In fact, I like this idea of “reverent awe” + “thorough examination” so much I wish Paul had said people should be deacons (under these terms) before becoming bishops. Alas, he did not. 😦

Even so [must their] wives [be] grave, not slanderers, sober, faithful in all things.

I don’t know whether this is meant to focus directly on female deacons, or simply an indirect constraint on male deacons, like the following verse:

Let the deacons be the husbands of one wife, ruling their children and their own houses well.

I’ll let the theologians sort that out; for myself, I know that an integral part of my calling before God is to spiritually nurture my wife (and someday, children), so that my prayers will be heard; and thus I truly am responsible for them before God — not that they are any less responsible for themselves!

For they that have used the office of a deacon well purchase to themselves a good degree, and great boldness in the faith which is in Christ Jesus.

Amazingly, after all these intense and difficult constraints, Paul speaks of leadership in such an upbeat and positive way. The cynical part of me wonders whether that is because he himself had neither wife or kids, and thus he had no idea how high he had placed the standards! Then again, I’d still rather take managing my family over, say, getting stoned and shipwrecked as the price of admission. 🙂

I suspect Paul goes along with the idea of “high standards, but infinite grace.” None of us is perfect, but we choose to affirm an impossible (but good) goal in order that we can glorify God for His mercy — through our repentance — whenever we fall short.

Moreover, this seems like just a small taste of Paul’s heart, meant to encourage Timothy in the difficult decisions he needs to make while waiting for Paul’s arrival:

These things write I unto thee, hoping to come unto thee shortly: But if I tarry long, that thou mayest know how thou oughtest to behave thyself in the house of God, which is the church of the living God, the pillar and ground of the truth.

And Paul being Paul, he can’t seem to mention the church without a spontaneous little doxology about how cool God is to allow us to be part of that:

And without controversy great is the mystery of godliness: God was manifest in the flesh, justified in the Spirit, seen of angels, preached unto the Gentiles, believed on in the world, received up into glory.

Perhaps that is why Paul didn’t feel the need for an in-depth theological curriculum for leaders. To him, simply being part of the church meant living in a constant state of awe and gratitude over what God had done for us through Christ.

I can’t help but wonder if since then, we’ve lost more than we gained…
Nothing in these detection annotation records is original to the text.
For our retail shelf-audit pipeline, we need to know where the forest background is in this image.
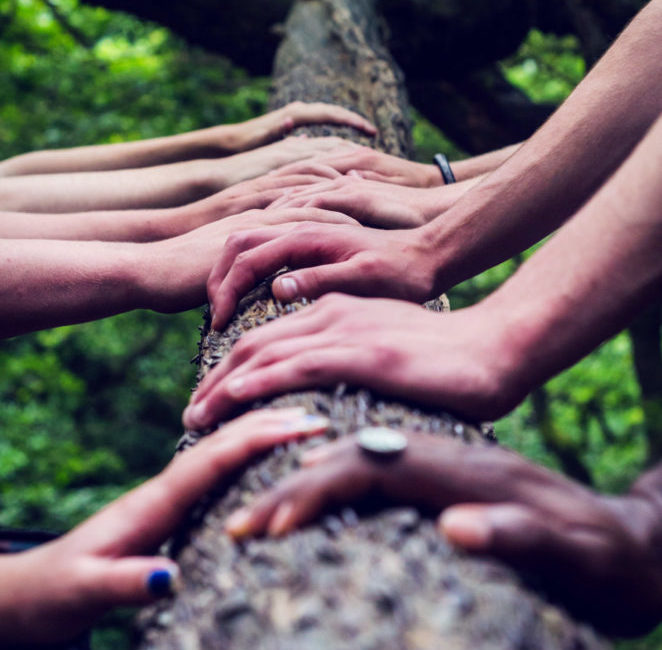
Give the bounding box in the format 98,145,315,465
0,0,662,650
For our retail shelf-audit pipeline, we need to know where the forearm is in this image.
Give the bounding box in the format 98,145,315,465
0,125,238,176
427,0,662,288
0,203,191,242
0,160,227,213
0,239,146,338
476,113,662,394
451,142,522,183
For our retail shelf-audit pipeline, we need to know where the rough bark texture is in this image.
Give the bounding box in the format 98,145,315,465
135,0,605,650
85,0,646,154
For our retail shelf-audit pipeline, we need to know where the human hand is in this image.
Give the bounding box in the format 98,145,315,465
226,135,360,190
207,218,438,329
184,174,344,235
183,294,526,429
226,434,662,635
268,147,443,187
0,408,328,647
270,176,452,228
143,209,357,313
228,102,377,151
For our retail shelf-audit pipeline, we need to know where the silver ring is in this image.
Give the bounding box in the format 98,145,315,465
356,427,407,459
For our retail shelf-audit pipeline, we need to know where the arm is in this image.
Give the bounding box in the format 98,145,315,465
189,111,662,428
210,0,662,326
273,174,482,228
227,434,662,635
0,408,328,647
0,210,353,338
0,138,356,213
0,102,375,177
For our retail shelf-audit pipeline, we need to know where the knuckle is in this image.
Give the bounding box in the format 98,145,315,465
225,232,252,255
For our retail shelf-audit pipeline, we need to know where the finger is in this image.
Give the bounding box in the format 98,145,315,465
71,409,328,556
79,557,180,613
192,304,332,404
347,169,406,185
269,192,308,210
268,158,341,180
208,221,358,329
262,207,360,226
207,223,308,330
271,256,388,302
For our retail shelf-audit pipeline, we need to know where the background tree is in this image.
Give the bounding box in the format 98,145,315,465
0,0,660,649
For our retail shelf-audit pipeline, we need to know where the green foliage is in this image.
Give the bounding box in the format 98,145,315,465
0,0,660,650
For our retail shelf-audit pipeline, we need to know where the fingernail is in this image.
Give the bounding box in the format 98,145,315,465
269,501,294,537
278,278,299,300
439,508,492,550
301,445,331,467
227,377,246,397
225,508,251,538
182,401,207,428
289,415,331,433
147,567,181,598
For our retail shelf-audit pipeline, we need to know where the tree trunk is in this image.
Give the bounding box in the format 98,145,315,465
139,0,606,650
628,301,662,467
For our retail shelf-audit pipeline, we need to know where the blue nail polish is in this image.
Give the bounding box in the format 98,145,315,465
147,569,173,598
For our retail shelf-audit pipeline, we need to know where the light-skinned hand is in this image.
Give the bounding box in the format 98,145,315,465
207,219,441,329
228,102,377,151
184,294,527,429
227,434,662,635
0,408,328,647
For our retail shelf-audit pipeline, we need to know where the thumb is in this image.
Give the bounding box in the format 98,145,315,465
347,169,394,183
84,557,180,610
271,260,368,302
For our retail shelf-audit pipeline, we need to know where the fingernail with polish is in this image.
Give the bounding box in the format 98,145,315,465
225,508,251,537
182,402,207,427
147,567,180,598
228,377,246,397
269,501,294,537
290,415,331,433
278,278,299,300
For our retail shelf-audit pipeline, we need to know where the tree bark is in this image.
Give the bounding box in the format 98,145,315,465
139,0,606,650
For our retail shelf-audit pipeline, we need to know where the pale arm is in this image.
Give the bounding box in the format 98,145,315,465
0,408,329,648
0,138,356,213
0,210,355,338
0,102,375,176
191,118,662,427
0,175,330,242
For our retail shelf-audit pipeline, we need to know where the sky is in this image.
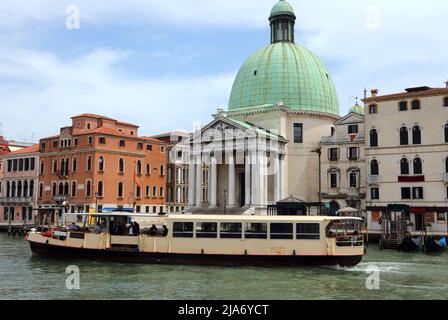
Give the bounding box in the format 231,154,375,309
0,0,448,142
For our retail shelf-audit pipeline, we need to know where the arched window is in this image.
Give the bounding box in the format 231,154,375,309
11,181,17,198
370,160,380,176
72,158,78,172
86,180,92,197
152,186,157,198
23,180,28,197
72,181,76,198
98,181,103,197
400,127,409,146
17,181,22,197
412,100,421,110
370,129,378,147
412,126,422,144
29,180,34,197
401,158,409,175
117,182,123,198
414,158,423,174
98,156,104,171
39,183,44,198
53,159,58,173
137,160,142,174
51,182,57,197
445,123,448,143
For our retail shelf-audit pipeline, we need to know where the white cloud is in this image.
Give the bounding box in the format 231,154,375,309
0,49,234,139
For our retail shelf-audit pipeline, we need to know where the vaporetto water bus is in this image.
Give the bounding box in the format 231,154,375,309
26,213,364,267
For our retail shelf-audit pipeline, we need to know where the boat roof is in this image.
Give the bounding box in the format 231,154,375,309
68,212,362,222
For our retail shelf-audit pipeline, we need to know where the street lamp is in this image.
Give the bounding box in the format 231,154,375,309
224,189,227,215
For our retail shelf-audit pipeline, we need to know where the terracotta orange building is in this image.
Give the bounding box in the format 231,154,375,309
38,114,167,219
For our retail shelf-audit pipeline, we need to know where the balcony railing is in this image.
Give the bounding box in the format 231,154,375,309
0,197,33,205
367,175,381,184
321,133,365,143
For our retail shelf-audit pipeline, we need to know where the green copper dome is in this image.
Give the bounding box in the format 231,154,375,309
349,103,364,115
229,1,339,115
269,0,296,19
229,42,339,115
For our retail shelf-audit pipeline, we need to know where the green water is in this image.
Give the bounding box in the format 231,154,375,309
0,234,448,300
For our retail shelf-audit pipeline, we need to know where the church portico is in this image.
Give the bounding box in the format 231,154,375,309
187,115,286,213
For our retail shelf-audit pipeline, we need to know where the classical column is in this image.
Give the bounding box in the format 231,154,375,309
274,154,282,202
210,157,218,208
196,155,202,208
188,157,196,208
250,150,259,206
228,154,235,207
244,152,252,207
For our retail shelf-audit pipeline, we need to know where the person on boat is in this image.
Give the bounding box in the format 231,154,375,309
69,222,79,231
149,224,157,236
132,221,140,236
126,224,134,237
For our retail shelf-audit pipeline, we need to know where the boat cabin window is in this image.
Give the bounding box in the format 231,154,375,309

God, these issues and mysteries are far beyond the understanding of a poor confused sinner like me. Lord, teach me to simply look to you in a spirit of awe and reverence, with a clean conscience. Purify me of everything that hinders my vision of you, that I may see your beauty, and worship you with my whole being. And my whole family. I ask this in Jesus name, Amen.

About the Title:
Today’s title is a really awful pun on “lead (Pb) weight.”